In 2006, Maciel was ordered to retire to a life of penitence after years of allegations of sexual abuse of minors. He died two years later at the age of 87 without facing his accusers.
“There are probably more cases of abuse than those in the report and the statistics will have to be updated regularly,” the report said. It added that a process of reconciliation and reparation had begun with 45 of the victims.
According to the report, six of the 33 accused priests died without being tried. Only one was convicted, and one is currently awaiting trial. However other 18 are still part of the organization. They have been removed from tasks where they interact with the public or with children.
The report added that 14 of the 33 priests were also victims themselves, which it said highlighted the chains of abuse.
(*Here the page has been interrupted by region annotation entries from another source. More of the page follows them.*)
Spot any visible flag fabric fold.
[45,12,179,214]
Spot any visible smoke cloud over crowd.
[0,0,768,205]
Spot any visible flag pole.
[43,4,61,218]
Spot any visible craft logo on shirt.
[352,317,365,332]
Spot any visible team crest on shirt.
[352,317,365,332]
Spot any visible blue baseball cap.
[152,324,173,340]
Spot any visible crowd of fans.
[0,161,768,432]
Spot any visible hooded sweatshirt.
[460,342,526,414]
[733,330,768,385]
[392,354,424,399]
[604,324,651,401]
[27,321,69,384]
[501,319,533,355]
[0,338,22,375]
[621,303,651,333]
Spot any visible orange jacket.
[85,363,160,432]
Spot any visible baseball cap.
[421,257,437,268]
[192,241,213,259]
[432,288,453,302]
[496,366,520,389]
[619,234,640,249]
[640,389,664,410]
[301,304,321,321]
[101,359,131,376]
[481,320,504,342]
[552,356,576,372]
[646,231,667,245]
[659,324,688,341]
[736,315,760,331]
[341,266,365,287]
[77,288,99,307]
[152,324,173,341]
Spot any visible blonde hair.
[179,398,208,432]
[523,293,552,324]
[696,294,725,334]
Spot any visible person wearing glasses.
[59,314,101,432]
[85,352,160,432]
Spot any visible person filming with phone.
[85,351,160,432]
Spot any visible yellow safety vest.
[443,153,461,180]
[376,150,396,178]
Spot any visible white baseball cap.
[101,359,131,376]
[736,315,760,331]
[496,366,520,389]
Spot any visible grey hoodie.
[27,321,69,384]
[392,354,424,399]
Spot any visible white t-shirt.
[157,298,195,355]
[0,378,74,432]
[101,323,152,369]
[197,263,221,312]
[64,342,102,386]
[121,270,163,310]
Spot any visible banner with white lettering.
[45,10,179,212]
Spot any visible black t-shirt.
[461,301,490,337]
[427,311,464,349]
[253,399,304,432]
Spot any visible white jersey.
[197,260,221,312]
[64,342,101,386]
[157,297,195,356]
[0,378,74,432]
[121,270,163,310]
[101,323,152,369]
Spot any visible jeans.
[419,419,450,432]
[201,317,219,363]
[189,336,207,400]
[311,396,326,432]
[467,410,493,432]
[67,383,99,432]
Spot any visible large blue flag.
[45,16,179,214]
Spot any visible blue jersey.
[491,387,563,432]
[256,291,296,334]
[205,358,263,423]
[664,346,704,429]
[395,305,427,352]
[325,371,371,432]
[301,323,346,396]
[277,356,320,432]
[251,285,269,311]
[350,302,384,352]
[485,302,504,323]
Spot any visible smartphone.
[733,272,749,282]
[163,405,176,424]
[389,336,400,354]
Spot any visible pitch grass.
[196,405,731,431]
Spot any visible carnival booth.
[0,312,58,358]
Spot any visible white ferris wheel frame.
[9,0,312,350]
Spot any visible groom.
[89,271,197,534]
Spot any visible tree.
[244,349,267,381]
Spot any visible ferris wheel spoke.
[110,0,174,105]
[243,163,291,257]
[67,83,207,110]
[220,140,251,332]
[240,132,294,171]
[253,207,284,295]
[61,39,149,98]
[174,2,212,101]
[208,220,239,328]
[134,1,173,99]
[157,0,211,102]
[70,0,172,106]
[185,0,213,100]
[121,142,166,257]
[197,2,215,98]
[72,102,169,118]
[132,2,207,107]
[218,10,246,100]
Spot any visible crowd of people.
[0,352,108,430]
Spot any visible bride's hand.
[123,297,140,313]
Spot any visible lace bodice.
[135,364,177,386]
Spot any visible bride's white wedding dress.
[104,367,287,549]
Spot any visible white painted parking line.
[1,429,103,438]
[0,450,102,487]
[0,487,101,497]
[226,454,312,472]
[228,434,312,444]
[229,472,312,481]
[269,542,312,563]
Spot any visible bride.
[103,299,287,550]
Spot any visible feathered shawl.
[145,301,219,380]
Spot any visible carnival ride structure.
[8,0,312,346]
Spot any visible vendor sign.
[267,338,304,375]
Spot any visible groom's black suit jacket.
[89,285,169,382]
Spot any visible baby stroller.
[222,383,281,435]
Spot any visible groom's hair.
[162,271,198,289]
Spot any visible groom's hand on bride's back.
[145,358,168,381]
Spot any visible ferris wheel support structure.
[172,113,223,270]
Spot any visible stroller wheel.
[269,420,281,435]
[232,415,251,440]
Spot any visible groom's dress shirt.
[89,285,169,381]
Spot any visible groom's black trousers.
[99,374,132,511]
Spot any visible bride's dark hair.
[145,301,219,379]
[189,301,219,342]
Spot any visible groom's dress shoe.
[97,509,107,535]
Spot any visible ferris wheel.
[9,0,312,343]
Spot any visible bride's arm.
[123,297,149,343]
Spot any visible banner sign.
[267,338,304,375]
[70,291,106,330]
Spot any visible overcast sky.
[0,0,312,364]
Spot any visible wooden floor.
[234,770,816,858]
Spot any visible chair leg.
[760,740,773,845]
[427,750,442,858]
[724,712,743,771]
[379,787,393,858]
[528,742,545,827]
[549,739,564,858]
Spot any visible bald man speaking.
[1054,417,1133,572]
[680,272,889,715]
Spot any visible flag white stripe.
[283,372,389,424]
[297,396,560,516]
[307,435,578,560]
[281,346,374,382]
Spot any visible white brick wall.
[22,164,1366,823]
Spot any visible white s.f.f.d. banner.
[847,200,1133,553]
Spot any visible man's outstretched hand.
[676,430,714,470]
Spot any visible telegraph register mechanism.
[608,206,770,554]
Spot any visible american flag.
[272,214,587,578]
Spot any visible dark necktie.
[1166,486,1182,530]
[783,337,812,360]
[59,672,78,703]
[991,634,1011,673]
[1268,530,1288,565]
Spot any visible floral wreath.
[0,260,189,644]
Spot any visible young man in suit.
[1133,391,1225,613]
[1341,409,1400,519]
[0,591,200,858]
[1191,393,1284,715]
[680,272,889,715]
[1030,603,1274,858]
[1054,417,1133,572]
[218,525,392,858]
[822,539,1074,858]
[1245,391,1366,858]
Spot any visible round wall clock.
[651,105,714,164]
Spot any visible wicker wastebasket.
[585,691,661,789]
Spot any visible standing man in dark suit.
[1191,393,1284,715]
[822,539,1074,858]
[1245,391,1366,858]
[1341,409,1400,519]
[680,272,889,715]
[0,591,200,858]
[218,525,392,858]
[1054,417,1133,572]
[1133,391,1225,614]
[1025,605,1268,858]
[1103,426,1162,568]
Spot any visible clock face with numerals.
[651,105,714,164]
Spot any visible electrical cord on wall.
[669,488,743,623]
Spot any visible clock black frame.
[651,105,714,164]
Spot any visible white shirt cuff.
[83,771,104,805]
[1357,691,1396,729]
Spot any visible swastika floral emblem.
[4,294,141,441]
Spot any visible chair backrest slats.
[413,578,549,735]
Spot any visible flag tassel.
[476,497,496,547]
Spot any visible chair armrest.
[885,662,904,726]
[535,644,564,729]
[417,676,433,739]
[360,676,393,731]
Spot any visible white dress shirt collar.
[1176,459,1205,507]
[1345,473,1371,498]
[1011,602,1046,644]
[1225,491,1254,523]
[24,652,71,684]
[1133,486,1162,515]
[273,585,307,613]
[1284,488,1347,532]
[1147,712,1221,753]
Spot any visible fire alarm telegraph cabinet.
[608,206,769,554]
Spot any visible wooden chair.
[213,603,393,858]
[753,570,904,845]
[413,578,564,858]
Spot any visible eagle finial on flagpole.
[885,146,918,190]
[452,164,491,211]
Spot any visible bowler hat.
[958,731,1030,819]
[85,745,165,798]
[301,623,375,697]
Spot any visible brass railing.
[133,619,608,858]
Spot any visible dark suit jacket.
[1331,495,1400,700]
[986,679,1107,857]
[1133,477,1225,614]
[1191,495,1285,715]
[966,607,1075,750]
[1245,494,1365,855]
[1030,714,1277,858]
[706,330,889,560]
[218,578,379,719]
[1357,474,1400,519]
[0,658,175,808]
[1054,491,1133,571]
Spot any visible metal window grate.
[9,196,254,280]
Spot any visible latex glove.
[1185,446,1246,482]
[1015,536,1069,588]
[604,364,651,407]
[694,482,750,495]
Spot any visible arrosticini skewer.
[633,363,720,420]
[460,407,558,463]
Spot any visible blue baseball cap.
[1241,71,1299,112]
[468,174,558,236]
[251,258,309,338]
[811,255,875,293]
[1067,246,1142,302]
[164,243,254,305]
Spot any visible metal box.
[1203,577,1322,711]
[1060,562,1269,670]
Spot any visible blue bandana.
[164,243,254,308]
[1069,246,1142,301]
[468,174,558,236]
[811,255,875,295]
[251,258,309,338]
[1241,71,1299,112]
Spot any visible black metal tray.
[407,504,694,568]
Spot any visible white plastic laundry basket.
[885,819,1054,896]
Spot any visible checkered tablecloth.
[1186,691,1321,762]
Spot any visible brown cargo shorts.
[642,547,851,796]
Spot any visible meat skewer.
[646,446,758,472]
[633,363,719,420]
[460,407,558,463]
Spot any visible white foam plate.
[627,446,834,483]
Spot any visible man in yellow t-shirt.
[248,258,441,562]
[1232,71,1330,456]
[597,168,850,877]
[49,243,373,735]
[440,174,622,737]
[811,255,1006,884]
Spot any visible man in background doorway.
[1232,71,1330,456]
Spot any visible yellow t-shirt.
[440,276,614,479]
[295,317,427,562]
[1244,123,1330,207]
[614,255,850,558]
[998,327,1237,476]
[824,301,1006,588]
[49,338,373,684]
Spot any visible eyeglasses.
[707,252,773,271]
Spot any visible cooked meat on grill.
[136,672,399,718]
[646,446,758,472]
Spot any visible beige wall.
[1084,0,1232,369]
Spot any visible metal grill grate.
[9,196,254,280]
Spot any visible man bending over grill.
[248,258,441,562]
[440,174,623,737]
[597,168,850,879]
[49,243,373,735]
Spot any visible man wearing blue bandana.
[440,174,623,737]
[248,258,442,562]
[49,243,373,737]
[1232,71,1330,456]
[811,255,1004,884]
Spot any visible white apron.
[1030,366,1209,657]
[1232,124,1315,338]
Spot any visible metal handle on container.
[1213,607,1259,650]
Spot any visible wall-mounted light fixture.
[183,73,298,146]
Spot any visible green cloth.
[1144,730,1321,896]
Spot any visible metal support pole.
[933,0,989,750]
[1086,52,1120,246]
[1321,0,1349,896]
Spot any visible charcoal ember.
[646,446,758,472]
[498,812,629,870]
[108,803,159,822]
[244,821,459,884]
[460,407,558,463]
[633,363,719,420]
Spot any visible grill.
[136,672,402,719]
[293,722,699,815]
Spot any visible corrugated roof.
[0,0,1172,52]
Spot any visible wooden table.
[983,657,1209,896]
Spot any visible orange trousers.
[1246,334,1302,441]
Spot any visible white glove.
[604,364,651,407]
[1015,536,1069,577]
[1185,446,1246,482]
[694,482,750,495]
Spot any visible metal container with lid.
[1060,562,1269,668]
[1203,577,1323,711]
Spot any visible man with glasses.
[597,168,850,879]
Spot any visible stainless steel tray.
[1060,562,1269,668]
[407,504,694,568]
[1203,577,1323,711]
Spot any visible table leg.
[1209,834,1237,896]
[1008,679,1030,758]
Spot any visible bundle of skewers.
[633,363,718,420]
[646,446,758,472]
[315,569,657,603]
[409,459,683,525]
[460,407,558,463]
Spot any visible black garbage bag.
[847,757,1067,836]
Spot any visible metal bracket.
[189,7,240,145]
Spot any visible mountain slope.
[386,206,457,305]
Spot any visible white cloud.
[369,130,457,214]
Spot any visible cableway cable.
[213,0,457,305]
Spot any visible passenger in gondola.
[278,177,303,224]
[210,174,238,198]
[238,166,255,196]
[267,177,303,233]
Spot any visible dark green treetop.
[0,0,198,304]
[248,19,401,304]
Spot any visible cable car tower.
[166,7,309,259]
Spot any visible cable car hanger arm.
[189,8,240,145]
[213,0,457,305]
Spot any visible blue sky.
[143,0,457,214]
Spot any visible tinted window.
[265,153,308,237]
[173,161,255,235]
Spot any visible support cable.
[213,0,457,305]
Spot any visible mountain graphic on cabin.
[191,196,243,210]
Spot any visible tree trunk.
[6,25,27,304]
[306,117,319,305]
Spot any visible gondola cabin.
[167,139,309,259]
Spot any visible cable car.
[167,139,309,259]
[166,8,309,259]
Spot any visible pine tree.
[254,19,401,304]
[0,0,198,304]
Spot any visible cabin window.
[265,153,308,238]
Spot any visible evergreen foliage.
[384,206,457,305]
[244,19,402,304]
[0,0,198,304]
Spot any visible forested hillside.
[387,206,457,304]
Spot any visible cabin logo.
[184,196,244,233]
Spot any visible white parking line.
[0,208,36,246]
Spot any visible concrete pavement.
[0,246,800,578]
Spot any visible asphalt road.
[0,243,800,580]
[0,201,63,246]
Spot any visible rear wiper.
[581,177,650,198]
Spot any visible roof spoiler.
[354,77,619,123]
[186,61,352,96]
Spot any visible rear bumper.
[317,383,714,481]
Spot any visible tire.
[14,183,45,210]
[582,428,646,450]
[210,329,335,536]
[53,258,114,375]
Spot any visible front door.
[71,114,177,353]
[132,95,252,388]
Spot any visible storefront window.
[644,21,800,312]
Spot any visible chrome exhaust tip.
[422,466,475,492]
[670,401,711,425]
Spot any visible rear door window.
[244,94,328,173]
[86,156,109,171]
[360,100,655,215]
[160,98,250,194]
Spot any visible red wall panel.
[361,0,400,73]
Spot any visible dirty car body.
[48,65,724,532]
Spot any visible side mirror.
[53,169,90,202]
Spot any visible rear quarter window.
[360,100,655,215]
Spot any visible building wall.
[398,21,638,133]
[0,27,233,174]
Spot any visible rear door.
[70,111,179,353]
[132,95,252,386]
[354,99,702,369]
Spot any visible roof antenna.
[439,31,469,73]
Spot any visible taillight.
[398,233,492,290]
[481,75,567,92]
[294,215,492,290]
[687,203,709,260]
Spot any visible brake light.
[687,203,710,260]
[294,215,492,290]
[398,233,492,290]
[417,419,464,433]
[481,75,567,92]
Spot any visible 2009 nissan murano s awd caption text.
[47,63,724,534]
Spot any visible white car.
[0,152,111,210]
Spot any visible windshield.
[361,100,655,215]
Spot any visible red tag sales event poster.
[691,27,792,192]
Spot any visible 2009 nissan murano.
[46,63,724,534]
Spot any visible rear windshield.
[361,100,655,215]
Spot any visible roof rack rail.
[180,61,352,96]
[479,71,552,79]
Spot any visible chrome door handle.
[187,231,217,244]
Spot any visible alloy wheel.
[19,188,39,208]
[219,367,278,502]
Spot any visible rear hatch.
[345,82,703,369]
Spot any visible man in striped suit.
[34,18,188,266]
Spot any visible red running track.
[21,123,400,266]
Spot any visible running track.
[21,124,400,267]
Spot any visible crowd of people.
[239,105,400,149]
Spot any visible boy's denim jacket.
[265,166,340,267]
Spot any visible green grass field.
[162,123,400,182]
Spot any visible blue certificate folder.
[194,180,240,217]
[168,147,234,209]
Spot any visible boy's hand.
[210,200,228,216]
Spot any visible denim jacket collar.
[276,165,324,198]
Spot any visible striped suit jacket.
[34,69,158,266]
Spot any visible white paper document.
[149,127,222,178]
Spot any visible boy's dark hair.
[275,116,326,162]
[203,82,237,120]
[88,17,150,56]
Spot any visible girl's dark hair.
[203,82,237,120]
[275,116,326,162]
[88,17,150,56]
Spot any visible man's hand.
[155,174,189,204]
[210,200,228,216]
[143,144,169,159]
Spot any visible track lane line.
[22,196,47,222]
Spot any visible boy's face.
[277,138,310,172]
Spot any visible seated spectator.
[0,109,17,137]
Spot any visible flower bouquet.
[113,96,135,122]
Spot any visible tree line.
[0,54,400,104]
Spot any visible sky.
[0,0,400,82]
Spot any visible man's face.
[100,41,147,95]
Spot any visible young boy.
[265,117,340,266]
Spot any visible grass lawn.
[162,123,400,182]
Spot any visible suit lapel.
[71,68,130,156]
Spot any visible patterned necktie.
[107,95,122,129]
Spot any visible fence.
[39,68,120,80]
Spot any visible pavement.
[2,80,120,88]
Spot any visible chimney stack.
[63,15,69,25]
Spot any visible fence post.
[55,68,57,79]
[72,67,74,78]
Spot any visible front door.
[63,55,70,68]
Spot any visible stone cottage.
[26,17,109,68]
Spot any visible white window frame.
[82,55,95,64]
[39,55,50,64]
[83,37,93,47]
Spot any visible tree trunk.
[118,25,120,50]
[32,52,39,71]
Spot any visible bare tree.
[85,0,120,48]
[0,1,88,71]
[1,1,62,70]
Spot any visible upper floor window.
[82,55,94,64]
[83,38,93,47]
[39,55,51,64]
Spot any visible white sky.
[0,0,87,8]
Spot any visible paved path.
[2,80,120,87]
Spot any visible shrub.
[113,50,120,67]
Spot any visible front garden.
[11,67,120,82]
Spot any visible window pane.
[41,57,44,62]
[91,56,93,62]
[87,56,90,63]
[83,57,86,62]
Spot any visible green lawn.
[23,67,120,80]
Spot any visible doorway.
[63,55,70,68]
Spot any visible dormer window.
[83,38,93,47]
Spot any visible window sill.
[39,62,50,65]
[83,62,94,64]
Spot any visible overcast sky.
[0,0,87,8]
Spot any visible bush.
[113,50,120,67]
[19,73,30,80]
The concept in which a victim once becomes the future offender and an aggressor.
Several men publicly accused Maciel before his death of sexually assaulting them. The whole ordeal was observed in a seminary from the 1940s to the 1960s. However, Maciel fiercely denied it, saying in 2002: “I never engaged in the sort of repulsive behavior these men accuse me of.”
In 2006, Pope Benedict XVI ordered Maciel to retire as head of the Legionaries of Christ over the allegations. Although, it had been ignored by his predecessor Pope John Paul II when they first emerged. After Maciel’s death in 2008, it was discovered that he had also fathered several children. It is also mentioned that Maciel also abused some children who himself fathered. He had allegedly illegitimate relationships with at least two women.
Last week, Pope Francis declared that the rule of pontifical secrecy is no longer applicable. The Church previously tried to proceed with sexual abuse cases in secrecy. The step was taken as an effort to protect the privacy of victims and reputations of the accused. Moreover, there are no restrictions on those who report abuse or say they have been victims.